“If I were to make a picture that was badly acted, I would feel I’d failed.” – Peter Bogdanovich
Peter Bogdanovich has spent his entire career chasing the spirit of Orson Welles. As a mentor, friend and frequent critical subject, Welles has loomed large for Bogdanovich ever since their first meetings in 1968. Bogdanovich is at a point in his career where he is remembered by few and celebrated by none, not unlike Welles was when the two embarked upon the interviews that would later form the text of This Is Orson Welles, first published in 1992. Last year marked the fortieth anniversary of Bogdanovich’s proper debut as director, Targets.
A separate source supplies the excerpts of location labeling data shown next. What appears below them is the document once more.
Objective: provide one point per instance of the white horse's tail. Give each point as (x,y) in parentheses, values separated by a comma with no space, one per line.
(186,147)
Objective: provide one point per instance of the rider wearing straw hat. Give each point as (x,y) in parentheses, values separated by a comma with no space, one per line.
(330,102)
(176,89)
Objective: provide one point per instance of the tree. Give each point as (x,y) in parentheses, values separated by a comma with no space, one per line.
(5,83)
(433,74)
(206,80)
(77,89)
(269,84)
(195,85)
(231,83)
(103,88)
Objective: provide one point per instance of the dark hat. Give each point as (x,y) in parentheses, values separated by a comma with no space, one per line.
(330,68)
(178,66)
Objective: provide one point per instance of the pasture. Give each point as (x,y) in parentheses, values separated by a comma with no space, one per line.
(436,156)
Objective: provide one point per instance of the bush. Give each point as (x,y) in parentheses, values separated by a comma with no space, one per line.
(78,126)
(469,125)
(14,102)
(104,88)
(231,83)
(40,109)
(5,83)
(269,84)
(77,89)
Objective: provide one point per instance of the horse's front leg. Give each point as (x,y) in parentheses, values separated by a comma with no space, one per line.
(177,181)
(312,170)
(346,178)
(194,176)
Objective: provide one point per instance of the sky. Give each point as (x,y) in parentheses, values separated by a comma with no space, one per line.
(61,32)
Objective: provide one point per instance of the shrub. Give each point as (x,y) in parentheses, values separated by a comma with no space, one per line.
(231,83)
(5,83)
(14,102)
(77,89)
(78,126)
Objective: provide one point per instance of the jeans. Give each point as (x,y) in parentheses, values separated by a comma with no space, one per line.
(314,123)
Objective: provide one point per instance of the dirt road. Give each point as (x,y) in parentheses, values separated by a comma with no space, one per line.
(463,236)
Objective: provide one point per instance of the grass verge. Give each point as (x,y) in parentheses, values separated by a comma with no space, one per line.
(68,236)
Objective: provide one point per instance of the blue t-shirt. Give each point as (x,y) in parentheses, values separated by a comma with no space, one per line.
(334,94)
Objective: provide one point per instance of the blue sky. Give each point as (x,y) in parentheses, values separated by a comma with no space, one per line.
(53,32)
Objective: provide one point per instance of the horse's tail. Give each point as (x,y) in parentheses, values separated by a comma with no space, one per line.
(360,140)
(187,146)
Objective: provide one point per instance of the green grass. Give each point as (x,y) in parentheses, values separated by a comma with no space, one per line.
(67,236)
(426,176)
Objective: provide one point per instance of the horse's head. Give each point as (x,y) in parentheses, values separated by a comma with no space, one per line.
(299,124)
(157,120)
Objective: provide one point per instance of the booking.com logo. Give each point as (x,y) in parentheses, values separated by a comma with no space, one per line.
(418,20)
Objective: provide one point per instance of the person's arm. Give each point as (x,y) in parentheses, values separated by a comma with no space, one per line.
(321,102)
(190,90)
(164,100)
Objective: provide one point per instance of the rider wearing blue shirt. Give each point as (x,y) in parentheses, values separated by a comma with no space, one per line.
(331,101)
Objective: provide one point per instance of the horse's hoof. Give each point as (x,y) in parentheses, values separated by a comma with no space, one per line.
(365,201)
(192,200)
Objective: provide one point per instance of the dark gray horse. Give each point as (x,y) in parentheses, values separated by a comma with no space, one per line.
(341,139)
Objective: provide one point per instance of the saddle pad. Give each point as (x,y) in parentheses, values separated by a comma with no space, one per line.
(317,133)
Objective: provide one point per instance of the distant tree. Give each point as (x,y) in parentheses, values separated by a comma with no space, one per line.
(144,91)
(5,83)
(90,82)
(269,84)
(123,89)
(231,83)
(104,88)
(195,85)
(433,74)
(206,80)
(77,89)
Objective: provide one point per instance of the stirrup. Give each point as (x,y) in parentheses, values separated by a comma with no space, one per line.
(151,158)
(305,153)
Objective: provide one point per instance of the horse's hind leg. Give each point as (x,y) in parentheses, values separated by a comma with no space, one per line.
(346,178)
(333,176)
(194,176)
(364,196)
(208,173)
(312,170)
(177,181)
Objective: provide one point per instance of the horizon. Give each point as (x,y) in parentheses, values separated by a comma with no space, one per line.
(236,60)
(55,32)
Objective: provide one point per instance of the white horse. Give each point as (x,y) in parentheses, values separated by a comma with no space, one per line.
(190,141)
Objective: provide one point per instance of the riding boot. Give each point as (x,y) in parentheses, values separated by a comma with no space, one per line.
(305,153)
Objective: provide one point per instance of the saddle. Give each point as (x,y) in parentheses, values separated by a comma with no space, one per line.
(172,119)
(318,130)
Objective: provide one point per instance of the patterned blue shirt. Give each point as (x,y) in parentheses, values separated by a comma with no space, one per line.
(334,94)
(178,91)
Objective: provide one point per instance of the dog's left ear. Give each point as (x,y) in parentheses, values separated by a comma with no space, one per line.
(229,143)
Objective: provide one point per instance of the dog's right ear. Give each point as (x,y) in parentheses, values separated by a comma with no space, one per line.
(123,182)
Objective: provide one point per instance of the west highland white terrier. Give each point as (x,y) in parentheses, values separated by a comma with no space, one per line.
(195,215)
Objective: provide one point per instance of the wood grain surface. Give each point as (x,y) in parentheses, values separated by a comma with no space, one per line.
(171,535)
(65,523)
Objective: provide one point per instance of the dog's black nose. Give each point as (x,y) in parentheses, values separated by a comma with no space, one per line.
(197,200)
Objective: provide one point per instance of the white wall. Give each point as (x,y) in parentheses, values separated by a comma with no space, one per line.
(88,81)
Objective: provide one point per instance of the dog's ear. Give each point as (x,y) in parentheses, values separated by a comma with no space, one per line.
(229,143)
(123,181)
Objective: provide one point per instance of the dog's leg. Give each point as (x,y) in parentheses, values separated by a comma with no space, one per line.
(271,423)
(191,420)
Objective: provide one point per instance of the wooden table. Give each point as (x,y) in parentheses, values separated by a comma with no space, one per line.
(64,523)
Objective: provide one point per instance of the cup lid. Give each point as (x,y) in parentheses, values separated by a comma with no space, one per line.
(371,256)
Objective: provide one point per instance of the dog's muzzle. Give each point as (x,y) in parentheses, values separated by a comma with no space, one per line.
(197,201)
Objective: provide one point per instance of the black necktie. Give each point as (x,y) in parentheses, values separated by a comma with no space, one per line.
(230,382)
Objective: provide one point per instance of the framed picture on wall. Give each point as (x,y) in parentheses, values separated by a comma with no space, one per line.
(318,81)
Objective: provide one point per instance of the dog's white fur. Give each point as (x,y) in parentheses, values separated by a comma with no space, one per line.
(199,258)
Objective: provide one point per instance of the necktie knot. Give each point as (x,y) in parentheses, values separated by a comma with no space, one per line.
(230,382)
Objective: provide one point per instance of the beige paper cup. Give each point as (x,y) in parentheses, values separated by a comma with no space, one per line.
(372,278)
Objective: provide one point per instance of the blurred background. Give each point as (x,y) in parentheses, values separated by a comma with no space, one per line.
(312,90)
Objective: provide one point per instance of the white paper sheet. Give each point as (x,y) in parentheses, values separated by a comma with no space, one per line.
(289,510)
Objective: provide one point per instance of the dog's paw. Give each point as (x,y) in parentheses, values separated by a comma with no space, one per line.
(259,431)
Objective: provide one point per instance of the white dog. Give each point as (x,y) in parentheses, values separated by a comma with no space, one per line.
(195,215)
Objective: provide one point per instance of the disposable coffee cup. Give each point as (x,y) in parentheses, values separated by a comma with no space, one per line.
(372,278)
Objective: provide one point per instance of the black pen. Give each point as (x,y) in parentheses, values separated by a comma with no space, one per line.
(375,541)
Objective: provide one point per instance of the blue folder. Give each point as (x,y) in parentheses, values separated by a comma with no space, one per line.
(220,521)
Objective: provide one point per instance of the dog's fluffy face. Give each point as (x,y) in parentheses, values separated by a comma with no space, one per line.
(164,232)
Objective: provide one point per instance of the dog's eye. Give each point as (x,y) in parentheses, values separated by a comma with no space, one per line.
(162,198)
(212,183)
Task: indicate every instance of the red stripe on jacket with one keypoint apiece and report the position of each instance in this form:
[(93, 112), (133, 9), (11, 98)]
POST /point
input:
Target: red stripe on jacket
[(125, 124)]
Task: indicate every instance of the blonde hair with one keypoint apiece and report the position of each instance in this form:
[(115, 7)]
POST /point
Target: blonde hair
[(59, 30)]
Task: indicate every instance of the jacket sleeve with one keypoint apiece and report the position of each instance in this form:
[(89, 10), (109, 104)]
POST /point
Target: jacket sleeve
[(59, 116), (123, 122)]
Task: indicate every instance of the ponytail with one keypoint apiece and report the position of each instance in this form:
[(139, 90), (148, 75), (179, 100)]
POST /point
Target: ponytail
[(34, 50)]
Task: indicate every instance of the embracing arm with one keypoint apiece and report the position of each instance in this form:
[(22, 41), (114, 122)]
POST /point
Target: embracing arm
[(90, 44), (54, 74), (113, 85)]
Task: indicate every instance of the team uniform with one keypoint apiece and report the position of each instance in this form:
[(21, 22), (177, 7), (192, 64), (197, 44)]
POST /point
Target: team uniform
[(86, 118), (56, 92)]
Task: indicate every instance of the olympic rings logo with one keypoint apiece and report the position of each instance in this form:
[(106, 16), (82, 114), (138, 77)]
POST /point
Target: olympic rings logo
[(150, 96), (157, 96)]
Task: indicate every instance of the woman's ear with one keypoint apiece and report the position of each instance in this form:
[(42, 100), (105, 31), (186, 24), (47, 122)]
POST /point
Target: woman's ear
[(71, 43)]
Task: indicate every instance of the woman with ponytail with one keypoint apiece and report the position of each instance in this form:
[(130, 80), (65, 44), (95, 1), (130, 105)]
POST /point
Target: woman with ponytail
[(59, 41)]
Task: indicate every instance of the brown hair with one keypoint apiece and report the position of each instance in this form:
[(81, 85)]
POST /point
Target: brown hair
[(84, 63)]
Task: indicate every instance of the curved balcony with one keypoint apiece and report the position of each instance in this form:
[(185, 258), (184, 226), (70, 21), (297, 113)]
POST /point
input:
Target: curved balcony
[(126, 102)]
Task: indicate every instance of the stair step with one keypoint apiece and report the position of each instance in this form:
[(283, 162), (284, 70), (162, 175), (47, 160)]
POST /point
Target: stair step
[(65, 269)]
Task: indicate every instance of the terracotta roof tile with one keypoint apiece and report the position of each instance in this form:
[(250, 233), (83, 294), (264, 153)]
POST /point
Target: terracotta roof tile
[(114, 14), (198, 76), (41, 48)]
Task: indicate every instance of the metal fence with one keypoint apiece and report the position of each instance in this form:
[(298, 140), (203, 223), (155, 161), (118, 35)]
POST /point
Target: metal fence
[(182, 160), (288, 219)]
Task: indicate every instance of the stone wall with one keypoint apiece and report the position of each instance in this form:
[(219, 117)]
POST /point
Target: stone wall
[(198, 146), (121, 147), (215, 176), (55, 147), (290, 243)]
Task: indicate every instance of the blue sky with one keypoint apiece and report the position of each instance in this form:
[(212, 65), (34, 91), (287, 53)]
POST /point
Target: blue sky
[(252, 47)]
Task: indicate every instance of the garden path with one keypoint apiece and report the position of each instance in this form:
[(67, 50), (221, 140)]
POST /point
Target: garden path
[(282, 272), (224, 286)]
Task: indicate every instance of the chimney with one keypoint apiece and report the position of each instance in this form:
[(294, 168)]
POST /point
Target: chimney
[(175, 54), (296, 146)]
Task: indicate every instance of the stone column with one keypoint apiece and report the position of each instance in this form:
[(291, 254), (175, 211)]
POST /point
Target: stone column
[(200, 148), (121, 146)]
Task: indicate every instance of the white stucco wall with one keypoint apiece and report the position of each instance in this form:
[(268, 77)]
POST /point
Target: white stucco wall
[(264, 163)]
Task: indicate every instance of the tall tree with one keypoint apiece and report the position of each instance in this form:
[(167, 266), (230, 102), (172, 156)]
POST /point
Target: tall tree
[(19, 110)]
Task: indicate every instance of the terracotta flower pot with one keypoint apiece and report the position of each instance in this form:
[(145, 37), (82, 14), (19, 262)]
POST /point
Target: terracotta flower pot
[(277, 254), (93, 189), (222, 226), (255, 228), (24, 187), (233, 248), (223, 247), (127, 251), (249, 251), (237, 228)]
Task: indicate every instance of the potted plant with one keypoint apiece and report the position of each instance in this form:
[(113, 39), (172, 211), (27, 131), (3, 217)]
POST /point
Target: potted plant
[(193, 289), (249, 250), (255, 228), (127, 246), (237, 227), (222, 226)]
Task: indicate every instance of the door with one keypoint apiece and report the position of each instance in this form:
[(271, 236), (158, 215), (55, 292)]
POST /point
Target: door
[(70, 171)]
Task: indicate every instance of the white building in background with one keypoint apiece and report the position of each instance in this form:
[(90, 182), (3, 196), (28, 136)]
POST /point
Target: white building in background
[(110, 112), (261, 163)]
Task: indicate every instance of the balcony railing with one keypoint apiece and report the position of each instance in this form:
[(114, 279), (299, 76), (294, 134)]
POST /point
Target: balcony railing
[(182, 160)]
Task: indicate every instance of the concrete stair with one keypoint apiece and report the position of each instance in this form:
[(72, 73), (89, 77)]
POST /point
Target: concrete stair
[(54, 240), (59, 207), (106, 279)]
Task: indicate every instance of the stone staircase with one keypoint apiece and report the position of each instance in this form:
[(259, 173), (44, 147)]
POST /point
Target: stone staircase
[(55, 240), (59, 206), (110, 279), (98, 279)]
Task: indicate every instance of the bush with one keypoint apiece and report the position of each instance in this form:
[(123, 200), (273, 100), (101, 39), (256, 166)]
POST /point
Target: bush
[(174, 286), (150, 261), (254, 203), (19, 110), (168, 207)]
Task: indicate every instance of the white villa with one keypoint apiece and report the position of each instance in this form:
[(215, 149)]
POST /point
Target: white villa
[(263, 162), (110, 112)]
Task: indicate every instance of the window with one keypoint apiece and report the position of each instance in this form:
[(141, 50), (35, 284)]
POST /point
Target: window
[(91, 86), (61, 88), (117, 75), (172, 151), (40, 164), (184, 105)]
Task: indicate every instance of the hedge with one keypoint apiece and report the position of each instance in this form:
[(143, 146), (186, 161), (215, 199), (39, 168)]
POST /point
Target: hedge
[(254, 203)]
However there was no fanfare. There were no retrospectives. Part of this is likely due to Bogdanovich’s spectacular, Wellesian flameout in the early nineties, culminating with, possibly, the most disreputable project with which either director was ever involved. It is unfortunate that the sharp young man who was so taken with the elder statesman of cinema should have found himself following his heroes footsteps, this time towards obscurity, failure and embarrassment.
This year (specifically January 24th) marks the ten-year anniversary of A Saintly Switch, a telefilm Bogdanovich directed for the Disney channel wherein David Alan Grier’s football quarterback and Vivica A. Fox’s stay-at-home-mom/aspiring painter switcheroo, and end up trapped in one another’s bodies. The picture is positioned at the nadir of Bogdanovich’s miserable late-nineties output, which included, in 1996, To Sir With Love II, a made for TV sequel to the Sidney Poitier film (Poitier stars in it), The Price of Heaven (1997), about which no information seems to exist, Rescuers: Stories of Courage: Two Women (1997), also made for TV, and Naked City: A Killer Christmas (1998), made for, yup. TV. Coming off of The Thing Called Love in 1993, he would not direct a theatrical feature again until his ‘comeback’ The Cat’s Meow in 2001.
A Saintly Switch is a baffling film. It almost fits into the classic Bogdanovich cannon, with screwball situations abound, a comically immature leading man and slapstick on top of slapstick. However Fox and Grier are no O’Neal and Striesand. They’re not even Shephard and Reynolds. So just how bad can A Saintly Switch be, considering it may be the only Disney Channel film ever directed by an Academy Award nominee who counted among his friends the greatest filmmakers of the twentieth century?